PALPACION DEL RCS EN UNO MISMO
Hacemos lo mismo como si fuéramos a percibir el ritmo a un paciente, nos ponemos en una actitud de descanso del organismo entero, incluyendo a los pensamientos, emociones y sentimientos. Por supuesto es recomendable lavarse las manos, tanto físicamente como síquicamente, disfrutar en el proceso de lavarse las manos.
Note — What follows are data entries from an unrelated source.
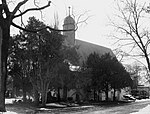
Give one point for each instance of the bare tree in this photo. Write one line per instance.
(132, 28)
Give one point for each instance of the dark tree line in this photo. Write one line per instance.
(107, 73)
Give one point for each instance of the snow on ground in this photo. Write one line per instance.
(145, 110)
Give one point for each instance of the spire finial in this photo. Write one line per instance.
(69, 10)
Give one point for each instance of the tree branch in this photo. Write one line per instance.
(32, 9)
(18, 6)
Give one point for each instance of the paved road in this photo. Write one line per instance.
(123, 109)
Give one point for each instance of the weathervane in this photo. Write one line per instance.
(69, 10)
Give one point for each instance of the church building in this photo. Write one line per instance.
(84, 48)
Nos sentamos cómodamente y levantamos los brazos. Colocamos las manos con los dedos abiertos en la cabeza, con un contacto muy suave. Los pulgares los tenemos debajo de la base del occipital y los meñiques tocan ligeramente los lados del hueso frontal. Nos relajamos y nos disponemos a escuchar y sentir el movimiento o pulsación que se produce en nuestra cabeza. La palabra escucha implica la pasividad de la acción. Si queremos primero podemos escuchar el movimiento respiratorio de los pulmones que hará que la cabeza se mueva como un balancín, debido al efecto mecedero que se produce en los cóndilos del occipital sobre el atlas. Limpiamos nuestra concentración de este movimiento y nos disponemos a escuchar el movimiento arterial en el cuello cabelludo. Estaremos escuchando el movimiento pulsátil del corazón. De nuevo limpiamos nuestra concentración de este pulso y aligeramos el contacto para ahora si escuchar el movimiento o pulsación del LCR. Escucharemos nuestro propio ritmo cráneo-sacral. Sentiremos su amplitud y simetría. Si lo sentimos creeremos con certeza que lo sentimos. Como la sensación es nueva procuraremos no juzgar ni dudar de nuestra habilidad. Podemos limpiar nuestra concentración e intentar volver a sentirlo. Procuraremos buscar y sentir patrones de ondas de fluidos, pulsaciones, presión y tensiones membranosas. Es posible que las manos se quieran desplazar a lugares distintos, como si no se quisieran alinear de forma equilibrada. Es posible que este dato nos quiera decir algo, tal vez las membranas internas también tengan una tensión parecida a la que las manos nos quieren decir. Empezaremos a tener algo de hipersensibilidad en las manos, de sensibilidad quinestésica. Observaremos todas las posibilidades de tensión reciproca y comprobaremos todas las posibles lesiones de los huesos craneales, en especial el occipital y el esfenoides. Al principio puede ser un poco difícil, pues es una actitud nueva en nosotros, pero con el intento constante aprenderemos a sentir este IRC. Ver el dibujo para colocar las manos en la cabeza.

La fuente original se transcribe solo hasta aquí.